JIM LEHRER: ... OK.
Speaking of the numbers here, Margaret Warner has a look at what was behind some of tonight's numbers in Iowa.
MARGARET WARNER: Thanks, Jim.
And for that, I'm joined by Stuart Rothenberg, editor and publisher of the Rothenberg Political Report, and Amy Walter, editor-in-chief of the National Journal's political daily, The Hotline.
So let's drill down into these Democratic numbers, first of all. Obama, where was he strongest? How broad was his appeal, Amy?
AMY WALTER, The National Journal: I guess the answer is everywhere. I mean, the appeal was amazing. You look at everything from on the issues, where he beat Hillary Clinton on everything from -- we assumed that he would win on the issue of the war.
But on the economy, voters who said that was their top issue, he beat her by 10 points. He even beat her among what's supposed to be her marquee issue, health care.

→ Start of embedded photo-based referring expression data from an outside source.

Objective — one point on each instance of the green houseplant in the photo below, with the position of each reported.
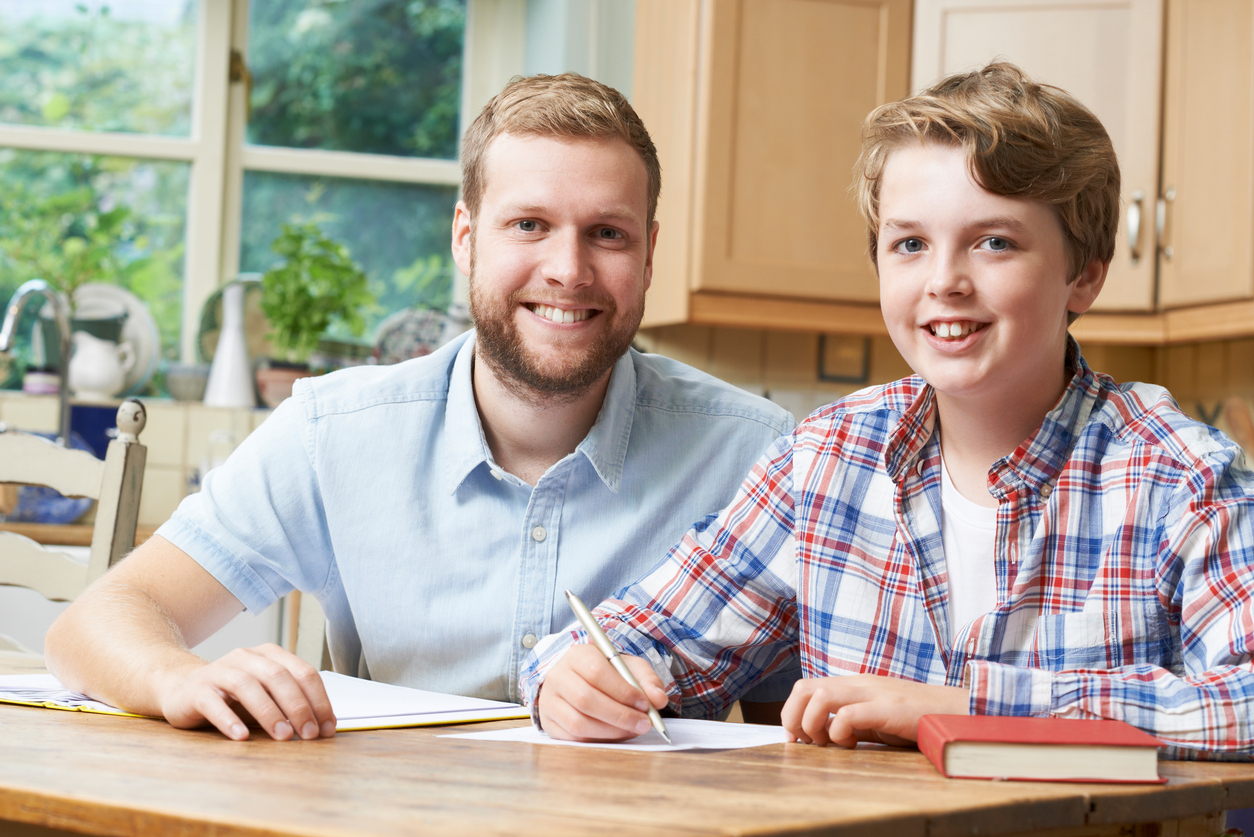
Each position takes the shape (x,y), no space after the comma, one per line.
(314,286)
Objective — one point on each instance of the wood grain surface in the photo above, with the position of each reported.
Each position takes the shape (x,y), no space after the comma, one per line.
(122,776)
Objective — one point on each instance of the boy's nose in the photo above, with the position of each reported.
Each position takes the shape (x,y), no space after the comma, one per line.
(566,261)
(949,276)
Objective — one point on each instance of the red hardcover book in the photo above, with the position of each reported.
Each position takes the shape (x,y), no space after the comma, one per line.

So not only was he able to win because of the incredible turnout we've talked about, new voters, the fact here that we know that so much of the vote now coming from people who said this is their very first time voting, he won that group overwhelmingly.
But it was more than just turnout. He actually also won the issues argument.
MARGARET WARNER: And, of course, when you asked these voters what was most important to them, it was very much what Obama had stressed.
STUART ROTHENBERG, Rothenberg Political Report: Well, the top candidate quality -- 52 percent of the Democratic caucus attendees said "can bring change," he won 51 percent of those, Edwards at 20 percent, Clinton at 19 percent.
Never attended a caucus, about 57 percent of Democrats, he won 41 percent. He won women. He won urban voters. He won very liberal and somewhat liberal voters. He won the two young demographic groups, younger voters. It was a stunning victory across the board.
MARGARET WARNER: And Hillary Clinton, where did she show strength? And where did her whole strategy fall short from what we can see about the vote?
AMY WALTER: Well, I think it summed up pretty quickly in what Stu pointed out, when 52 percent of Democrats say they wanted a candidate who could bring about change, 19 percent said they wanted somebody who cares about people. Only 8 percent said electability was their number-one issue.
She did very well. Actually, that's not where she did as well. She did as well on experience. She trounced him on experience, but only 20 percent of voters said that that was a very important concern for them.
So she did well where she needed to, but it just wasn't the top issue.
STUART ROTHENBERG: Let me give her just one little hope here, a strap to hang on here. Among Democrats only, it was Obama 32 percent, Clinton 31 percent. So among core Democrats, she held him about even. There are going to be places where only core Democrats are going to vote.